People who have suicidal intent will usually not try and hide it from others. You just need to be willing to ask. Trust God to use you as His Instrument of Hope to someone who needs help!
Be a Good Samaritan
And behold, a lawyer stood up to put him to the test, saying, “Teacher, what shall I do to inherit eternal life?” He said to him, “What is written in the Law? How do you read it?” And he answered, “You shall love the Lord your God with all your heart and with all your soul and with all your strength and with all your mind, and your neighbor as yourself.” And he said to him, “You have answered correctly; do this, and you will live.”
But he, desiring to justify himself, said to Jesus, “And who is my neighbor?” Jesus replied, “A man was going down from Jerusalem to Jericho, and he fell among robbers, who stripped him and beat him and departed, leaving him half dead. Now by chance a priest was going down that road, and when he saw him he passed by on the other side. So likewise a Levite, when he came to the place and saw him, passed by on the other side.

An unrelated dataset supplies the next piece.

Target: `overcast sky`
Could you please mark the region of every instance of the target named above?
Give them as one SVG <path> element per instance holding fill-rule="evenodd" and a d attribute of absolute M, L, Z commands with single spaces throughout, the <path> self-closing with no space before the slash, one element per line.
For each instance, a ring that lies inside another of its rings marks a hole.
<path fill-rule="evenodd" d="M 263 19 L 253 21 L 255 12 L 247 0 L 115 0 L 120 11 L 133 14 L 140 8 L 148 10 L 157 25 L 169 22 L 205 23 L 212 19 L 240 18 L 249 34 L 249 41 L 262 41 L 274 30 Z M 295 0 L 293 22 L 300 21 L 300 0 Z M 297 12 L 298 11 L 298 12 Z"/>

But a Samaritan, as he journeyed, came to where he was, and when he saw him, he had compassion. He went to him and bound up his wounds,pouring on oil and wine. Then he set him on his own animal and brought him to an inn and took care of him. And the next day he took out two denarii and gave them to the innkeeper, saying, ‘Take care of him, and whatever more you spend, I will repay you when I come back.’
Which of these three, do you think, proved to be a neighbor to the man who fell among the robbers?” He said, “The one who showed him mercy.” And Jesus said to him, “You go, and do likewise.” (Luke 10:25-37, ESV).